As for doing battle with robbers and would-be assailants, thankfully I have no basis for comparison. I did, however, ward off all neighbors, Jehovah’s Witnesses, Eagle Scouts, and tradesmen with my rather abrasive “Nobody’s home!” holler from the second-floor balcony. And I smashed the life out of three spiders. Seriously, Kevin. Huge spiders.
As to the actual rules I did break, it’s best first to distinguish between those articulated (see aforementioned six single spaced pages) and those unspoken but understood (i.e., stuff no parent should ever have to say out loud to his/her adult child).
Rule 1. (implied): Don’t Be Naked Everywhere.
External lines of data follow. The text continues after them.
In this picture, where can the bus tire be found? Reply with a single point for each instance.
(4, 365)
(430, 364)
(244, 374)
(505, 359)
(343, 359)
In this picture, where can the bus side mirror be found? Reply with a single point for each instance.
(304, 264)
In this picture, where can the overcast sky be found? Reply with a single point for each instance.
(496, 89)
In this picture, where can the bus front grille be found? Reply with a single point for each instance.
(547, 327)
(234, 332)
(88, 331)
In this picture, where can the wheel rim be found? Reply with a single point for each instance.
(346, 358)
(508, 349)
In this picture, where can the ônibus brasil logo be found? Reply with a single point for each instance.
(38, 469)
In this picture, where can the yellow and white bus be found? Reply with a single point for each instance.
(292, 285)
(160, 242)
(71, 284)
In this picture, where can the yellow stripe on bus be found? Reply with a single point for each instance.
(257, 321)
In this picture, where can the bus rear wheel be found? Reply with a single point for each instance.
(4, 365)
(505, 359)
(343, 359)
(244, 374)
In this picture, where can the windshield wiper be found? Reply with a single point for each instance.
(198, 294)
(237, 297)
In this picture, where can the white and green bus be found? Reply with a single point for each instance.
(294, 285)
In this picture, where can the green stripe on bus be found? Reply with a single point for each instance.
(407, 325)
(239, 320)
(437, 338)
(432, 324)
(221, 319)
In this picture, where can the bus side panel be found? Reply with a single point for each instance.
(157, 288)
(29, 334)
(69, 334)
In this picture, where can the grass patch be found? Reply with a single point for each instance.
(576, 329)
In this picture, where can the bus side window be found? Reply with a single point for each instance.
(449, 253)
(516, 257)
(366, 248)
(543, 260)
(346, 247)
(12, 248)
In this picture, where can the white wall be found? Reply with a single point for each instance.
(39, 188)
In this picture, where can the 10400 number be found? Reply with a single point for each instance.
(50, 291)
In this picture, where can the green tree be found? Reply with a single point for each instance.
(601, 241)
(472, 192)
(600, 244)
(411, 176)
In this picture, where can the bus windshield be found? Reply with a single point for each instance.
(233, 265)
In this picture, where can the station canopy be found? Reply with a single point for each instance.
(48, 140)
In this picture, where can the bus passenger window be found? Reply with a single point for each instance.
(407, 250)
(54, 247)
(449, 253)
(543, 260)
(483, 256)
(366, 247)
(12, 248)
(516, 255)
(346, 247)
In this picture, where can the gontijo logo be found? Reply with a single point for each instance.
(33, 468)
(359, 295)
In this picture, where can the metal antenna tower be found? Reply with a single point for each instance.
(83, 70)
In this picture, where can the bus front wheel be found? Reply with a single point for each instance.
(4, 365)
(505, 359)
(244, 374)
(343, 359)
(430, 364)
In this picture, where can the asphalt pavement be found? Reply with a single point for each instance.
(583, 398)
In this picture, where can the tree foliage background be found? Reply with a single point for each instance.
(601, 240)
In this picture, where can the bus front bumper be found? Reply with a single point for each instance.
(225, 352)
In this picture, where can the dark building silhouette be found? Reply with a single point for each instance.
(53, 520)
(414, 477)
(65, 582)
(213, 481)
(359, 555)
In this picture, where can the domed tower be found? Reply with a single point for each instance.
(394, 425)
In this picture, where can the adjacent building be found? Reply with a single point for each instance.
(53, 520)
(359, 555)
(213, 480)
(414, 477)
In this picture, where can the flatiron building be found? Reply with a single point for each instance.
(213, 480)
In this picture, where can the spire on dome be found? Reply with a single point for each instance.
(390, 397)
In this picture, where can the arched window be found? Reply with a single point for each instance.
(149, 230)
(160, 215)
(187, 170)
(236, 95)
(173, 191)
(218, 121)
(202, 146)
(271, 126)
I was naked everywhere. I cooked naked. I slid down several wood-stained bannisters naked (PS, This is probably in violation of some other implied rule. PPS, don’t do this. I mean it. Don’t do this ever). If I’d been of the mind to clean, I’d have done so, naked. Which brings me to my next rule.
Rule 2. (articulated): Keep The House Clean.
I literally left a glass of orange juice on the nightstand of my parents’ room where I wasn’t supposed to be sleeping (Rule 3) and watched mold grow over it, day by day. Just because it was nasty.
Rule 4. (articulated): No Company Whatsover.
On Day 5, a childhood friend came over to whisper-kiss my secret woman place. Turns out, there were no “cons" to breaking this rule.
Rule 5. (implied): Don’t Have Sex In The House.
Rule 6. (articulated): Use The Plastic Cups And Paper Plates.
Dude, I went to law school. I’m not eating off paper plates in the presence of Royal Dalton flatware. That’s just ridiculous. Besides, my seven-dollar bottle of Yellow Tail tasted amazing in my mother’s fancy crystal goblets. As did the Sunkist. RIP to the champagne flute that was destroyed during the course of my solo all-night dance party.
Rule 7. (articulated): Don’t Go In The Attic.
Don’t ask me why I went in the attic. My guess is because it was on the No-No list. But it turned out to be a gold mine. Guess what I found up there? My dad’s porn. Look, I don’t want to go into too much detail on this, but my father is apparently a Jack of all porn. Big women, small women, amateur, pro. The man doesn’t discriminate. I’m a mite concerned with his commitment to VHS with all this good, free wifi swimming around.
On the seventh day, I had to bid the familial homestead, adieu. While I admittedly one-upped the hell out of that wuss, Kevin McAllister, I’d like to think I’m leaving it relatively unscathed. After all, it’s not like I did anything extreme in the eyes of modern American cinema, like throw a raucous house party, or pimp hookers from the guest suites.
I will, however, stifle a giggle every time someone’s hand grazes the bannisters.